Aldoc trat schnell zur Seite und ließ den Abenteurer passieren. Mit ein wenig Melancholie blickte er seinem großen Vorbild hinterher. Irgendwie glaubte er, Bilbo nie wieder zu sehen.
Die Jahre zogen ins Land und Bilbo kehrte nicht zurück. Beutelsend ging an seinen Neffen Frodo, doch die Sackheim-Beutlins gaben die Hoffnung nicht auf und schielten weiter eifersüchtig auf die prächtige Hobbithöhle, die ihrer Meinung nach ihnen gehören sollte. Noch lange Zeit wurde von dem erstaunlichen Fest erzählt, im ganzen Auenland verbreitete sich die Geschichte von Bilbos verschwinden.
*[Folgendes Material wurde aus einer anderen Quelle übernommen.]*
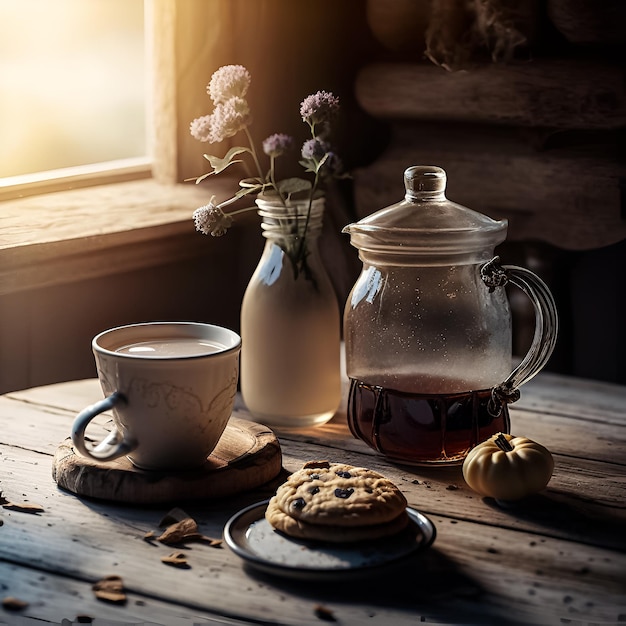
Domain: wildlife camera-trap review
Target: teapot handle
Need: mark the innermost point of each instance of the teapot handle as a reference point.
(546, 327)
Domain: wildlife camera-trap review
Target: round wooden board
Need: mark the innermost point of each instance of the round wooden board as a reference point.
(247, 456)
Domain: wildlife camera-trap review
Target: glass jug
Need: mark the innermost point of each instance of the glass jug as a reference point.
(427, 327)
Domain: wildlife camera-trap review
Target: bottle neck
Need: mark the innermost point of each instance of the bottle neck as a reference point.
(293, 221)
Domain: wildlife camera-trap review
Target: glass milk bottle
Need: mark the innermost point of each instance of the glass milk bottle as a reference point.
(290, 323)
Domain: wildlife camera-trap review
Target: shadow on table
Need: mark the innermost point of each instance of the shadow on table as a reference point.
(570, 516)
(428, 586)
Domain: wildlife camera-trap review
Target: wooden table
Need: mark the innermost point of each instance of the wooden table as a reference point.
(558, 559)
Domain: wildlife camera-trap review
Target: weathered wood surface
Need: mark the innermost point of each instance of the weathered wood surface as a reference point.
(247, 456)
(553, 93)
(564, 192)
(561, 556)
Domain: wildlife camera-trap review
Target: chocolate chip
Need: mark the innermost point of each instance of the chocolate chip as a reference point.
(343, 493)
(298, 503)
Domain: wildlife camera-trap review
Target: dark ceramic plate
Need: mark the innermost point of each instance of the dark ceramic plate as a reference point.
(249, 535)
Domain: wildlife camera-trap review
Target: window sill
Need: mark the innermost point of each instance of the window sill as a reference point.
(86, 233)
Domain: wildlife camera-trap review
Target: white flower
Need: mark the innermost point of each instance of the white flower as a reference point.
(229, 118)
(211, 220)
(200, 128)
(230, 81)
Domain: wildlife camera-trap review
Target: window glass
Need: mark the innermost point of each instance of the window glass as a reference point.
(72, 83)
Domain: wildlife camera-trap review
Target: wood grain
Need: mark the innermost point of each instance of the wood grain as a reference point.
(554, 93)
(558, 557)
(247, 456)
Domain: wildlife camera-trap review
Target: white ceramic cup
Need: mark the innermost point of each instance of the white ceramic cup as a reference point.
(171, 387)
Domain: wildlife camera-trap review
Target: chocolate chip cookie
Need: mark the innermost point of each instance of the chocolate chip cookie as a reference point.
(333, 534)
(336, 494)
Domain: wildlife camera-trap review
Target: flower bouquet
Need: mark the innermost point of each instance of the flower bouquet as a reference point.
(231, 115)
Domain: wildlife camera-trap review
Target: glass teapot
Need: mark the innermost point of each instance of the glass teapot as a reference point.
(427, 327)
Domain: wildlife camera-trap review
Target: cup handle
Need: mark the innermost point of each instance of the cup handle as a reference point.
(546, 327)
(112, 446)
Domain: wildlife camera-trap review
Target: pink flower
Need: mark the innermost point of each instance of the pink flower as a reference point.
(229, 81)
(200, 128)
(229, 118)
(277, 144)
(320, 107)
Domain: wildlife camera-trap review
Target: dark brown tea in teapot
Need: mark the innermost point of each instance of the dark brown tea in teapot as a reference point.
(422, 429)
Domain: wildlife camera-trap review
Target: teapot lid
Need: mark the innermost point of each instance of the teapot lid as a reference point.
(426, 222)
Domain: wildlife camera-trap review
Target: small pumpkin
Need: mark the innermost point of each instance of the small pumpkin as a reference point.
(508, 468)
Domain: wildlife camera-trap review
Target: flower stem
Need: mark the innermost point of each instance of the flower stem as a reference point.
(254, 155)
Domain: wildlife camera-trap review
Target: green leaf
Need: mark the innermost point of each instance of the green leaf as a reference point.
(220, 164)
(245, 191)
(293, 185)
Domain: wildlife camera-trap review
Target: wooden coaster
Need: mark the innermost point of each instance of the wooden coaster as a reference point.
(247, 456)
Nur wenigen fiel dabei auf, dass Gandalf noch am selben Abend ebenfalls verschwunden war.
Aldoc indes hielt an seinem Entschluss fest, eines Tages ein Abenteurer wie Herr Beutlin zu werden, doch er hütete sich, diese Gedanken laut vor seinem Vater Reginard auszusprechen. Weniger schweigsam dagegen war er in der Gegenwart der anderen Tuk-Kinder, von denen die meisten ähnliches vorhatten.
Wie sich jedoch herausstellte, waren das alles nur leere Worte, die meisten wandten sich irgendwann von den Abenteuerträumen ab und fingen an, wie gewöhnliche, erwachsene Hobbits zu denken. Nur Peregrin schien Aldocs Gesinnung zu teilen, wenngleich es unwahrscheinlich war, dass er Aldoc begleiten würde, wenn dieser beschloss, das Auenland zu verlassen.
Deshalb schmiedete Aldoc heimlich seine eigenen Pläne, die er niemandem mitteilte. Er besorgte sich einen ordentlichen Rucksack, von dem er glaubte, er eignete sich für längere Reisen und versuchte, an gute Karten zu gelangen.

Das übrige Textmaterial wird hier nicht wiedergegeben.